The difference between Net1 and Net4 is that they were trained on different data. The training data for Net1 specified all angles in the range (-pi,+pi). The training data for Net4 specified all angles in the range (0, 2*pi).
I later tried using 100 neurons, instead of 50, in the hidden layer. This caused only a very small improvement. I also tried using two hidden layers, with 50 and 30 neurons. This also caused only a small improvement.
Future ideas:
- Use a non-default activation function.
- Use a non-default training algorithm.
- Use more neurons or more layers or both.
- Train three separate networks simultaneously - one for each of the three joint angles.

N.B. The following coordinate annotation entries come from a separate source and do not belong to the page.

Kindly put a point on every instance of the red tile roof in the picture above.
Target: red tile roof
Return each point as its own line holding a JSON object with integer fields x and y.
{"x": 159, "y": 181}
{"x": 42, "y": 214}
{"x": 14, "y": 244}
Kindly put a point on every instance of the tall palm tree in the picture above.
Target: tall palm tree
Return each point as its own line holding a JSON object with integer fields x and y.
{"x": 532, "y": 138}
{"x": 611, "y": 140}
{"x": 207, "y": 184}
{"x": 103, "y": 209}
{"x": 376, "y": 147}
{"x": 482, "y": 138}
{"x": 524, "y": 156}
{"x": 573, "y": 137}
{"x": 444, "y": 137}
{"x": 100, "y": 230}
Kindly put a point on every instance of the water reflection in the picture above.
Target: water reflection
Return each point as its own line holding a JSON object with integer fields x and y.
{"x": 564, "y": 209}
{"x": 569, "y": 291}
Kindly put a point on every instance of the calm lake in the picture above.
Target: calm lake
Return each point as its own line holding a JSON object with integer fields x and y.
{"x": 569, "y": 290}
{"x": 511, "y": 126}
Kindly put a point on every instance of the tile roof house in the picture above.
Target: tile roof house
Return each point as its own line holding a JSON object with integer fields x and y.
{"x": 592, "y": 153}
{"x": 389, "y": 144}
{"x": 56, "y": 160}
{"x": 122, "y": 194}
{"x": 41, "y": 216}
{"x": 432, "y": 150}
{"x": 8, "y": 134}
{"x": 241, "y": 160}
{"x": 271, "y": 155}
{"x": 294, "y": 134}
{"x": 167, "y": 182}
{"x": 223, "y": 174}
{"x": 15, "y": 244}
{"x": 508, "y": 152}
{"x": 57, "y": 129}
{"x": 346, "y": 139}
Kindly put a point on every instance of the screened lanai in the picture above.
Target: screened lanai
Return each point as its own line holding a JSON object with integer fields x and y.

The attached pdf document contains more details about my attempt to solve the inverse kinematics problem of a three-link planar manipulator using a neural network.
4 Comments
William Rose
on 16 Aug 2025
@po,
Thank you for the link to the robotics toolbox and the information about using R2025 instead of R2024.
I understand that the Robotics Toolbox to which you refer is NOT the Matlab Robotics System toolbox (which I have, v.24.1). Your script uses functions from a non-Matlab toolbox by Peter Corke called the Robotic Toolbox, latest version is v.10.4. I do not want to install a non-Matlab toolbox to work on this question.
I cannot get the latest matlab (R2025), since I have retired. Therefore I use R2024a.
I have updated the pdf document attached above, to include the analytic solution to the inverse kinematic probelm. I wrote a function that implements the analytic solution to the inverse kinematics problem (attached). Perhaps it will be useful in determining why the neural net solution to the inverse probelm is not working. I am alo attaching a script I wrote to test the inverse kinematics function and demonstrate its use.